Universal Flow: Wild and scenic river protection is vital for tribes, recreation and much more.
Francisco “Cisco” Guevara, then 13 years old, gripped the edge of the large, inflatable inner tube. The current accelerated his vessel into consecutive waves of whitewater. He squeezed his wide eyes shut: an experience that, years later would inspire his life path as a river guide and conservationist.
Teenagers from Taos, New Mexico, like Guevara, grow up playing in the Rio Grande, one of the country’s original eight rivers protected by the Wild and Scenic Rivers Act. For many of the local and indigenous people of northern New Mexico, their cultural roots and livelihoods are connected to the water.

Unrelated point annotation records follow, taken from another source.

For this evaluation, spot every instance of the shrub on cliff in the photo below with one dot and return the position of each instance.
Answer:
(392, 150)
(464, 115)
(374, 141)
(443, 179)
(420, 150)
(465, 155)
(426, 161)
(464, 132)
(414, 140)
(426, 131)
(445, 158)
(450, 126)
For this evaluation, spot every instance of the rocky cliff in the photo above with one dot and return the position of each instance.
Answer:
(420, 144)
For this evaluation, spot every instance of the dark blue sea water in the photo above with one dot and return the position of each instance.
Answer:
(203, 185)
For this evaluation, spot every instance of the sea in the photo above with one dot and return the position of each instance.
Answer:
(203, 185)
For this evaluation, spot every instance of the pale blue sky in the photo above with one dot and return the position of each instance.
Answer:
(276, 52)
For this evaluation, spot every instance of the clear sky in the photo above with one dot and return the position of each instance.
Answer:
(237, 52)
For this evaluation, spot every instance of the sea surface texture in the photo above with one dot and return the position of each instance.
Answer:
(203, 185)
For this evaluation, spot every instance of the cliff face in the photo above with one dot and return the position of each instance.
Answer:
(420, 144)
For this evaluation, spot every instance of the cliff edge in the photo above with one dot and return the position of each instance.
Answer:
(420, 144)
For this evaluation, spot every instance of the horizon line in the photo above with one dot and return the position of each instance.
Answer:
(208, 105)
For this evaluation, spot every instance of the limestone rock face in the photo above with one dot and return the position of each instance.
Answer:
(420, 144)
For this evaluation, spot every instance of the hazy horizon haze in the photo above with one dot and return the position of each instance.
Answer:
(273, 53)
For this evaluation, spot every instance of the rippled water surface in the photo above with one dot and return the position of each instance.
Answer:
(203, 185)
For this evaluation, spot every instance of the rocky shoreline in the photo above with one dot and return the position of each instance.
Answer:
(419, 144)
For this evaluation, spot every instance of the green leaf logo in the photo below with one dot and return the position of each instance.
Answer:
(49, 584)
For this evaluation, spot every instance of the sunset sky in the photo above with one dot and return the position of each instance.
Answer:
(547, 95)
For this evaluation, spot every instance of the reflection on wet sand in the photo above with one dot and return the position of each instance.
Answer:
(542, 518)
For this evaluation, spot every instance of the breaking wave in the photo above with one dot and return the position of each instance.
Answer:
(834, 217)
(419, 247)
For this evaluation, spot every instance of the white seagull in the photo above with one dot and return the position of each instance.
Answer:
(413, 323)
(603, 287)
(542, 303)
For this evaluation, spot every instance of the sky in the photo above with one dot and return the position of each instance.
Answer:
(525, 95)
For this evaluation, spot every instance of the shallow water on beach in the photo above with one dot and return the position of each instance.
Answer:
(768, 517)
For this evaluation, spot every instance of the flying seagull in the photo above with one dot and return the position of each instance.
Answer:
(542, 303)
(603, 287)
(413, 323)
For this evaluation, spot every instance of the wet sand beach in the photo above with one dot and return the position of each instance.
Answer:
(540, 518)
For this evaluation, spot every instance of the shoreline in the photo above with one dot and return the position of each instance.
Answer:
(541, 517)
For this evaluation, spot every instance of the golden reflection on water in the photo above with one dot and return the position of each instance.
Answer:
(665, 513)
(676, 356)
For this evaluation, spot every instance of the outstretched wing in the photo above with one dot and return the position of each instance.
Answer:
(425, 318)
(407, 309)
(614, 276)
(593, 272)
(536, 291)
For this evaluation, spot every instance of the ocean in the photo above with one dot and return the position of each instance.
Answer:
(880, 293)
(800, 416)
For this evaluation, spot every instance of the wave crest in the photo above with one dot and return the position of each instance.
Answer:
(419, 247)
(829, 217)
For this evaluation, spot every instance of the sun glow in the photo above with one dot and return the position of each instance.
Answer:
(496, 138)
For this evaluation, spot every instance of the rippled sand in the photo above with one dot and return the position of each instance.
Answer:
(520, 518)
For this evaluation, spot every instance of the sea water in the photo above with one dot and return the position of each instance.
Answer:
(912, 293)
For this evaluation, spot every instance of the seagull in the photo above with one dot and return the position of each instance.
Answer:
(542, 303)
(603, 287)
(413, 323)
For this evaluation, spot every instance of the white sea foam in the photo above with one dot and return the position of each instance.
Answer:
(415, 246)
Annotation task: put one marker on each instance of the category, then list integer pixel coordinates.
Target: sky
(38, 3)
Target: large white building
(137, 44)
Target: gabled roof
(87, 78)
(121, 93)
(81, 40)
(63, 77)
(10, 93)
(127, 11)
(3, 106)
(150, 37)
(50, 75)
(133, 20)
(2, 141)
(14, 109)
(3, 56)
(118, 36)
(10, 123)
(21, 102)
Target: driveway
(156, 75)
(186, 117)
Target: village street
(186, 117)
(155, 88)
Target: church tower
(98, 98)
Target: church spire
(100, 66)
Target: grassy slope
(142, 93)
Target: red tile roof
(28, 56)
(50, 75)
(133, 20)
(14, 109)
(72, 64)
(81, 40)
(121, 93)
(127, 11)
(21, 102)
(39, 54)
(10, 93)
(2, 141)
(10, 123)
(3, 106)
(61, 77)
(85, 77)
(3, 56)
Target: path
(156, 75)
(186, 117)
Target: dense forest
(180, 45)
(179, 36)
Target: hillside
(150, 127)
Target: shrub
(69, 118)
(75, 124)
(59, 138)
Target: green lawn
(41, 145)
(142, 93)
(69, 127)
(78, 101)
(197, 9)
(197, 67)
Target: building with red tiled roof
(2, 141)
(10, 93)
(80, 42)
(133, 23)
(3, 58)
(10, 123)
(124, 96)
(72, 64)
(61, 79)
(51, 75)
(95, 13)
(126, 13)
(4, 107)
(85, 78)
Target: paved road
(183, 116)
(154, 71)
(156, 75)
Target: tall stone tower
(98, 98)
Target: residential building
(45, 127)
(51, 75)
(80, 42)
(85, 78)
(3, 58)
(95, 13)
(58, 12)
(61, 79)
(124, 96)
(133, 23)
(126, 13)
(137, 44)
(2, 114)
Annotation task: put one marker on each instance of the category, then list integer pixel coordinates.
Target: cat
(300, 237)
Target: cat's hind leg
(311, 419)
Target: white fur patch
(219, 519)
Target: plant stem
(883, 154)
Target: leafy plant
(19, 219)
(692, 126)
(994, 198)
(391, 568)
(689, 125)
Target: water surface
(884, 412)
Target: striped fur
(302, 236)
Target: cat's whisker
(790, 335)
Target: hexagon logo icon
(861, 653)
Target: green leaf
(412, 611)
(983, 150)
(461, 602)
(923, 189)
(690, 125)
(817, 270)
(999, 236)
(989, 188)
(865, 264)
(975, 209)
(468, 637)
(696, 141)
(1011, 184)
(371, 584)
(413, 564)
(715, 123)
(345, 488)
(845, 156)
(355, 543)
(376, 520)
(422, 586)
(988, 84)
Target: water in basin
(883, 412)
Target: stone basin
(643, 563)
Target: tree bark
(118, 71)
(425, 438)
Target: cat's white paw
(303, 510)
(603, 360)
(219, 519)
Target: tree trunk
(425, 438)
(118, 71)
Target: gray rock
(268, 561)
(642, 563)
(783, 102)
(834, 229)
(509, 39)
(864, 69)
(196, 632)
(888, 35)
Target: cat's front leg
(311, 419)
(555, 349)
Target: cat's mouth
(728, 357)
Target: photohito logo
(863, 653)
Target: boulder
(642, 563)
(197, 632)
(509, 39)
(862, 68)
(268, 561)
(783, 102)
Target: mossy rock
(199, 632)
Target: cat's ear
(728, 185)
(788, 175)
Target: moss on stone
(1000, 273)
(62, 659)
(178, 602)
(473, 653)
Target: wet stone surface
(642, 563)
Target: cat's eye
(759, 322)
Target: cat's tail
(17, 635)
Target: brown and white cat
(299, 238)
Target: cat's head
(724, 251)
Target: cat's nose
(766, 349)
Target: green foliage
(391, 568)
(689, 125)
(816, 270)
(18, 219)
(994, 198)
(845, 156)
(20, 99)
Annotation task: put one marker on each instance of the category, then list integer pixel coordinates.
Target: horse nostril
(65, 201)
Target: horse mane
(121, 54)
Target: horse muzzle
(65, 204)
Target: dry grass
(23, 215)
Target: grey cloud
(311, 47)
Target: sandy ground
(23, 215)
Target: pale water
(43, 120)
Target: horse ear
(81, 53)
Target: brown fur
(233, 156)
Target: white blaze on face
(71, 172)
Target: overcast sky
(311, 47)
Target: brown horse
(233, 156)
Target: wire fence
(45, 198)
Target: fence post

“When I look at the (Rio Grande), I see life and my partner, who helps me make a living and water my crops, so that I can feed myself and my community. I see my ancestors using the water and my grandkids running the river, like I do now,” said Louie Hena, in the American Rivers’ documentary film, Avanyu Protecting the Rio Grande. For close to two decades, Hena has been a guide for Los Rios River Runners, the commercial raft company that Guevara launched five years after his high school graduation in the 1970s. To help share tribal perspectives of the Rio Grande, Hena developed the Native Cultures Feast and Float, a river trip woven with Pueblo history and a traditional feast.
The “Big River” starts in Colorado’s San Juan Mountains and flows southbound through the San Luis Valley and New Mexico before reaching the U.S Mexico border. The Rio Grande feeds local economies via outdoor recreation and education, supports the crops of farmers and tribes, and sustains endemic species. The river is also a vital place for tribal ceremonies.
Hena is from the Tesuque Pueblo, one of 18 Pueblos that depend on the Rio Grande and its tributaries, and he practices immersive river rituals that require water clarity. Fortunately, the Rio Grande’s Wild and Scenic Rivers (WSR) designation, which stretches 68.2 miles, helps to preserve the river’s water quality and prevent river-altering projects such as dams. A WSR designation also serves as a tool to educate visitors, market outdoor trips for local businesses, and support conservation efforts.
“People who come to Taos appreciate the beauty and energy of this place. The Rio Grande’s Wild and Scenic River recognition helps travelers understand why this river is special to the locals,” Guevara said. He co-founded Amigos Bravos (AB), a statewide water conservation organization that uses science and cultural values to leverage legislative policies and protect New Mexico’s waterways. The $10,000 fund that launched the organization was collected via parking fees – $10 per car – for a WSR 20th anniversary party, 30 years ago. Beyond WSR protection, communities need to be the watchdog of their rivers.
“A Wild and Scenic River designation on a river’s main stem is not enough protection: The river is vulnerable if you don’t protect the headwaters,” Guevara said. In one recent case, AB argued against a pending sale of public lands to oil and gas companies, near the community of Cebolla – an area that serves as headwaters to the Rio Grande. For the moment, they won: The Bureau of Land Management Taos Field Office excluded the parcels from the 2014 lease.
Across the country, 209 rivers are designated as WSR. However, at least 3,200 rivers qualify, according to Denielle Perry, a former Los Rios River Runners raft guide and assistant professor in the School of Earth Sciences and Environmental Sustainability at Northern Arizona University. More U.S. rivers need to be protected, especially in the desert Southwest.
“Riparian areas occupy less than 10 percent of land in the desert Southwest, and 80 percent of all biodiversity is found within the river riparian corridors,” Perry said. “Meaning, rivers are a very scarce, super important resource in this region.”
In the Four Corners, only 427 river miles are WSR, which is one-tenth of 1 percent of all rivers in Colorado, New Mexico, Arizona, and Utah.
As Hena said, our rivers and streams are connected to every community in New Mexico and in the Four Corners of the desert Southwest. Without water, there is no life.
“Recreation and tourism is measurable,” Guevara said. “How do you put a dollar sign on the value of protecting wild places for our well being – physically, mentally, and spiritually? It’s priceless.”